Mein ganzes Erwachsenenleben lang wohne ich nun schon in der Stadt. Als Kind und Jugendliche konnte ich mir das nicht vorstellen, sehnte mich aber nach den Möglichkeiten: Kino, Kneipen und Cafés. Bibliotheken, Buchläden - und jede Menge Menschen. Die Stadt, in der ich lebe, bietet all das. Sie ist nicht groß, mit dem Fahrrad oder sogar zu Fuß bin ich schnell draußen. Und ich weiß, wo diese ruhigen Flecken sind, an denen man nur noch den Wind hört und vielleicht entferntes Hundegebell oder Stimmen. War mir früher das Dorfleben manchmal zu eng, so suche ich jetzt die Weite der Landschaft. Empfinde es als wohltuend, zwischen Feldern und Wäldern dahinzustreifen, den Blick und das Herz ganz weit. Für eine Weile genieße ich das Alleinsein abseits des Stadtgetriebes, wo die Überfüllung zum Dauerzustand geworden ist. Ich habe mir Brotzeit eingepackt, sitze auf einer Bank. Vor mir der sanft ansteigende Weg. Und dann entdecke ich sie: Überall Menschen, als Punkte am Horizont. Menschen mit Hunden, Menschen mit Rädern. Menschen allein und zu zweit. Beim Joggen oder gemütlich dahinspazierend. Manche wünschen mir im Vorübergehen einen guten Appetit, lächeln mich an. Andere nehmen ihre Hunde näher bei Fuß. Und schon freue mich mich wieder, nicht ganz allein zu sein. Wann genau beginnt das eigentlich wieder, dass Fremde einander grüßen und vielleicht auch ein paar Worte wechseln? Wie groß muss der Abstand sein, von der Stadt und zwischen den Menschen? Ich mag es, die weite Landschaft um mich zu haben und doch nicht allein zu sein. Ich mag es, wenn sie als dunkle, sich bewegende Umrisse auftauchen: Menschen am Horizont. Menschen, die wie ich diese ganz spezielle Lichtstimmung an einem Januarnachmittag genießen - kurz nach der Wintersonnenwende, an denen man aber spürt, dass allmählich das Licht zurückkommt. Menschen vor dem leuchtenden Blau des Himmels, bevor die Sonne hinter den Bäumen verschwindet. Ich sehe einen Mann und eine Frau, ihre Silhouetten wie ein Scherenschnitt. Und da, auf der anderen Seite, eine ganze Familie. Ihre grellbunten Jacken wie Stecknadelköpfe vor dem Grün der Wiesen. Menschen am Horizont: Sie geben mir das Gefühl, dass im Augenblick alles gut ist, egal wie durcheinander die Welt sein mag. Menschen mit all ihren Geschichten, mit ihrem Leben und einem Lächeln auf dem Gesicht, während sie das Sonnenlicht einatmen.
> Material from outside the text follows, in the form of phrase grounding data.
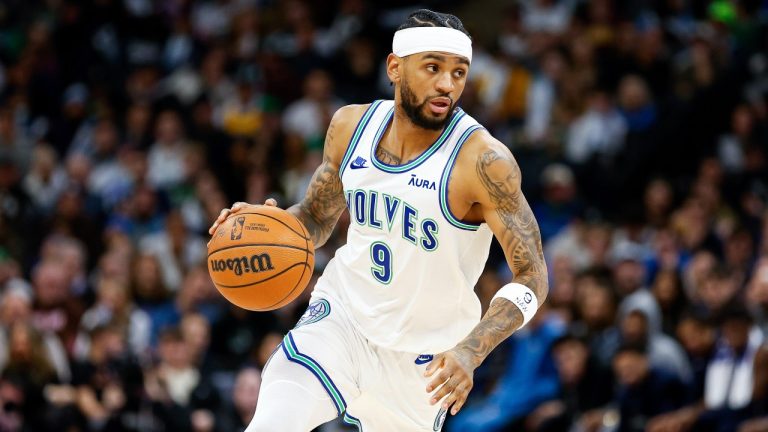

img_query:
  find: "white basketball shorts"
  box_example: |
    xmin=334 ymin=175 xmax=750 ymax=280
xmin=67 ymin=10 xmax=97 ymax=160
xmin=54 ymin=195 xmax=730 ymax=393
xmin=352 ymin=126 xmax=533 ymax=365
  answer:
xmin=268 ymin=295 xmax=449 ymax=432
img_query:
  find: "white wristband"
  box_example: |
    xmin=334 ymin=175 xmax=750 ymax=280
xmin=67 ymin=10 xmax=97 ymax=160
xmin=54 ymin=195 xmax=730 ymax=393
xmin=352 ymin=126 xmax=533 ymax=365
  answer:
xmin=492 ymin=283 xmax=539 ymax=328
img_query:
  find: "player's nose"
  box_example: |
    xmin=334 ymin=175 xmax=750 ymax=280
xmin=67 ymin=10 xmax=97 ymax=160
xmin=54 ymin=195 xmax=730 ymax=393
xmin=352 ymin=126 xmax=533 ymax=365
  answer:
xmin=435 ymin=72 xmax=455 ymax=94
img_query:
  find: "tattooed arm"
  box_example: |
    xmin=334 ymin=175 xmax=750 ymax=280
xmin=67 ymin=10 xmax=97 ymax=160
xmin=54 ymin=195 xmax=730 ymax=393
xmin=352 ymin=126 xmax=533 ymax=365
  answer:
xmin=454 ymin=140 xmax=548 ymax=362
xmin=285 ymin=107 xmax=355 ymax=248
xmin=426 ymin=133 xmax=548 ymax=415
xmin=209 ymin=105 xmax=364 ymax=248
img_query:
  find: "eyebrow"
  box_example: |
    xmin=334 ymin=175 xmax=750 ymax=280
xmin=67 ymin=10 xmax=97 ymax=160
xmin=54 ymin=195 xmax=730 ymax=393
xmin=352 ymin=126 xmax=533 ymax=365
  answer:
xmin=420 ymin=53 xmax=470 ymax=66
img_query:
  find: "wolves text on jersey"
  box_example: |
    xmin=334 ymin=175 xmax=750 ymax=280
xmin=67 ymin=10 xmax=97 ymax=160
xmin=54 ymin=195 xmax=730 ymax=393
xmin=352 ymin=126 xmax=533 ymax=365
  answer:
xmin=345 ymin=189 xmax=439 ymax=251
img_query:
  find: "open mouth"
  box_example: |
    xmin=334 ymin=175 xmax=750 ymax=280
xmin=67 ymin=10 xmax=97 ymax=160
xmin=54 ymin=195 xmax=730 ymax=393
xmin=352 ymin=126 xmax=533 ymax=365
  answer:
xmin=428 ymin=97 xmax=451 ymax=114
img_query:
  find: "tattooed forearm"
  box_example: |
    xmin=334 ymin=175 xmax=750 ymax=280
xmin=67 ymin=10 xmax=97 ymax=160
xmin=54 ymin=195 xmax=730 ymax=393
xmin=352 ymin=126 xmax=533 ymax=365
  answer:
xmin=475 ymin=150 xmax=547 ymax=296
xmin=375 ymin=145 xmax=402 ymax=165
xmin=288 ymin=122 xmax=347 ymax=248
xmin=455 ymin=298 xmax=523 ymax=369
xmin=453 ymin=149 xmax=548 ymax=367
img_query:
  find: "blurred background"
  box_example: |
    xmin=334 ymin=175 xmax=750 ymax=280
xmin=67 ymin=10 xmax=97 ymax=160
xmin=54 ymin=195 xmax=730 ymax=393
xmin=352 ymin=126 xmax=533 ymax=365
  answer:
xmin=0 ymin=0 xmax=767 ymax=431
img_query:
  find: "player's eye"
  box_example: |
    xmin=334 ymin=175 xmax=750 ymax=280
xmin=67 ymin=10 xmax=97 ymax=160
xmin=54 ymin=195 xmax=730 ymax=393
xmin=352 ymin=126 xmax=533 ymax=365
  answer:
xmin=454 ymin=69 xmax=466 ymax=78
xmin=426 ymin=64 xmax=438 ymax=73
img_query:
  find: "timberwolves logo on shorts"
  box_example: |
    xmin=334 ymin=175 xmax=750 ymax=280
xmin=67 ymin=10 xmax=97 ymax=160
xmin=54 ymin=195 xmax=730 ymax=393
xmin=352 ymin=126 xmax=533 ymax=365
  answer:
xmin=296 ymin=299 xmax=330 ymax=327
xmin=433 ymin=407 xmax=447 ymax=431
xmin=231 ymin=216 xmax=245 ymax=240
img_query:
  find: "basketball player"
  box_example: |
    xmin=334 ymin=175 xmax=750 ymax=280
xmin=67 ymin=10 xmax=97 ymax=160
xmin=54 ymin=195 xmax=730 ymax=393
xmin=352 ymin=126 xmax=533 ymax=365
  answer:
xmin=209 ymin=9 xmax=548 ymax=432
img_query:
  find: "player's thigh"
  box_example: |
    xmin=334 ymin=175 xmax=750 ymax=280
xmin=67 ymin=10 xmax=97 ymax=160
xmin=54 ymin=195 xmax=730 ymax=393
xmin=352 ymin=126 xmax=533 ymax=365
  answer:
xmin=348 ymin=351 xmax=448 ymax=432
xmin=246 ymin=349 xmax=337 ymax=432
xmin=279 ymin=298 xmax=363 ymax=409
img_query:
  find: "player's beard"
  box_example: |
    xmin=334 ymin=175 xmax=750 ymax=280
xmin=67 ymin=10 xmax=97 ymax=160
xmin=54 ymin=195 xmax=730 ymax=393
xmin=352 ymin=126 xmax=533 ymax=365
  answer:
xmin=399 ymin=78 xmax=455 ymax=131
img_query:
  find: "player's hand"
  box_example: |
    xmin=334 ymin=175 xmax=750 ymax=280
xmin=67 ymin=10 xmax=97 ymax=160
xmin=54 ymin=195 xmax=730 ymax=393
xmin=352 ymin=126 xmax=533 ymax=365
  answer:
xmin=424 ymin=348 xmax=475 ymax=415
xmin=208 ymin=199 xmax=278 ymax=236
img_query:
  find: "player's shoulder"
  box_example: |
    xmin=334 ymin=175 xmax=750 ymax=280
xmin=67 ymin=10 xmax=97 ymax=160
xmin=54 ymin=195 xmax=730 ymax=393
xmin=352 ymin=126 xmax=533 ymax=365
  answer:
xmin=331 ymin=104 xmax=373 ymax=131
xmin=451 ymin=128 xmax=521 ymax=199
xmin=324 ymin=103 xmax=376 ymax=164
xmin=458 ymin=128 xmax=517 ymax=170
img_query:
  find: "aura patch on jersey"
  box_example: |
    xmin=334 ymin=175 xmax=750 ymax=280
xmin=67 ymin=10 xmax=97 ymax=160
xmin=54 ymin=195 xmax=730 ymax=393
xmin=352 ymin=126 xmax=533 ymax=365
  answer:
xmin=295 ymin=299 xmax=331 ymax=327
xmin=345 ymin=190 xmax=439 ymax=251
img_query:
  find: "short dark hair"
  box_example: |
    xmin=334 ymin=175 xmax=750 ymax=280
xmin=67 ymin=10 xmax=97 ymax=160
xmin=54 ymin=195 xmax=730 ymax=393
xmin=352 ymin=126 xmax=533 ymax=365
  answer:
xmin=397 ymin=9 xmax=471 ymax=39
xmin=615 ymin=341 xmax=648 ymax=357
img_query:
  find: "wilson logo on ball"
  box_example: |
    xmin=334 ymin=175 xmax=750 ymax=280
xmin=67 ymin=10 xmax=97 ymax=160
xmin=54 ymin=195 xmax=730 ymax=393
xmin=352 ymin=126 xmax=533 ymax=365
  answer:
xmin=231 ymin=216 xmax=245 ymax=240
xmin=210 ymin=253 xmax=275 ymax=276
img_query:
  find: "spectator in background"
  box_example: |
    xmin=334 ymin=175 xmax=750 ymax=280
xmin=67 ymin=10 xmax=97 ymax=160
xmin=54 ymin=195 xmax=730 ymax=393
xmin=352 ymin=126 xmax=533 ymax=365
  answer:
xmin=22 ymin=144 xmax=67 ymax=215
xmin=0 ymin=107 xmax=32 ymax=171
xmin=47 ymin=83 xmax=92 ymax=157
xmin=70 ymin=324 xmax=141 ymax=432
xmin=525 ymin=49 xmax=568 ymax=147
xmin=677 ymin=310 xmax=717 ymax=400
xmin=533 ymin=163 xmax=580 ymax=242
xmin=129 ymin=253 xmax=178 ymax=346
xmin=718 ymin=104 xmax=757 ymax=174
xmin=180 ymin=312 xmax=214 ymax=376
xmin=74 ymin=278 xmax=151 ymax=361
xmin=647 ymin=311 xmax=717 ymax=432
xmin=618 ymin=291 xmax=692 ymax=382
xmin=528 ymin=333 xmax=614 ymax=432
xmin=140 ymin=210 xmax=207 ymax=291
xmin=652 ymin=305 xmax=767 ymax=432
xmin=216 ymin=367 xmax=261 ymax=432
xmin=282 ymin=69 xmax=344 ymax=159
xmin=108 ymin=183 xmax=166 ymax=244
xmin=145 ymin=327 xmax=218 ymax=432
xmin=217 ymin=64 xmax=279 ymax=140
xmin=0 ymin=279 xmax=70 ymax=381
xmin=613 ymin=343 xmax=687 ymax=432
xmin=122 ymin=103 xmax=153 ymax=150
xmin=651 ymin=269 xmax=687 ymax=336
xmin=175 ymin=265 xmax=226 ymax=325
xmin=147 ymin=110 xmax=189 ymax=191
xmin=697 ymin=307 xmax=766 ymax=431
xmin=30 ymin=260 xmax=79 ymax=379
xmin=1 ymin=323 xmax=60 ymax=431
xmin=573 ymin=269 xmax=620 ymax=368
xmin=643 ymin=178 xmax=675 ymax=229
xmin=565 ymin=88 xmax=627 ymax=166
xmin=693 ymin=266 xmax=741 ymax=319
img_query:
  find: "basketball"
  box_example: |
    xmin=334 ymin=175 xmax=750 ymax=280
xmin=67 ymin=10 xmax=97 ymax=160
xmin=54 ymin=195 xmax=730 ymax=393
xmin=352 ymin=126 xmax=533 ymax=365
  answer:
xmin=207 ymin=206 xmax=315 ymax=311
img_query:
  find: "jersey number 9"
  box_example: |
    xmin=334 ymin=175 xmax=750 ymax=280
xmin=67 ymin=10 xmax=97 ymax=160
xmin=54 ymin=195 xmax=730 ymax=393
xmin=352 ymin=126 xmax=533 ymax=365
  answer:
xmin=370 ymin=242 xmax=392 ymax=284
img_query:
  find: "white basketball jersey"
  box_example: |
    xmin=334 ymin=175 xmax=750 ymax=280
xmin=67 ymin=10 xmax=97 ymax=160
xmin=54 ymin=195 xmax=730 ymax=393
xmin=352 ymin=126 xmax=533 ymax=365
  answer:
xmin=313 ymin=100 xmax=493 ymax=354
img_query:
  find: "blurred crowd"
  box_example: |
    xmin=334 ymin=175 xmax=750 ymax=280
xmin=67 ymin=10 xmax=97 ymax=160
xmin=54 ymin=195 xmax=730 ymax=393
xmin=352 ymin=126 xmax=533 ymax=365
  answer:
xmin=0 ymin=0 xmax=767 ymax=431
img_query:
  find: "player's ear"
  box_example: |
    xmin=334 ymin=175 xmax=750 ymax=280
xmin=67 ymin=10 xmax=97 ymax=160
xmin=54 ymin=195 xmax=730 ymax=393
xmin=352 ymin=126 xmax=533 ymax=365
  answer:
xmin=386 ymin=53 xmax=403 ymax=85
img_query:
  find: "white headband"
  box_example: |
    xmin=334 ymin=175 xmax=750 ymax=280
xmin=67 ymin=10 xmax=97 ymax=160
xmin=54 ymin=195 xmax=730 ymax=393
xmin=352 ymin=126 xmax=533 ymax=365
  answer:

Nur ein paar Worte nehme ich mir vor. Für jeden Tag. Ins Tagebuch, Notizbuch. Mir selber ins Gesicht und in die Seiten schauen. Noch nicht wissen, was als nächstes kommt. Warum ist es so leer hier im Blog? Weil ich eben dies in letzter Zeit nicht so oft getan habe. Dabei ist es genau das, wozu ich in meinen Schreibwerkstätten anleite. Schreiblust braucht einen Rahmen und eigentlich nur wenig Zeit. Ein paar Worte sind schnell hingeschrieben. Dürfen stehenbleiben oder sich verselbständigen - vielleicht kommt die Lust und das Bedürfnis, tiefer einzusteigen und etwas Längeres daraus zu machen. Vielleicht reicht aber auch der kleine Gedanke, der schon länger in mir wohnt und den ich noch nie so recht in Worte fassen konnte und der nun deutlicher hervortritt. Wie ein Baum oder ein Berg, die sich nach und nach aus dem morgendlichen Dunst erheben. Oder etwas, das ich mir vorgenommen, dann aber wieder vergessen habe - wie zum Beispiel morgens schwungvolle Musik aufzulegen, um in die Gänge zu kommen. Los - schreib es hin! (Und tu es.)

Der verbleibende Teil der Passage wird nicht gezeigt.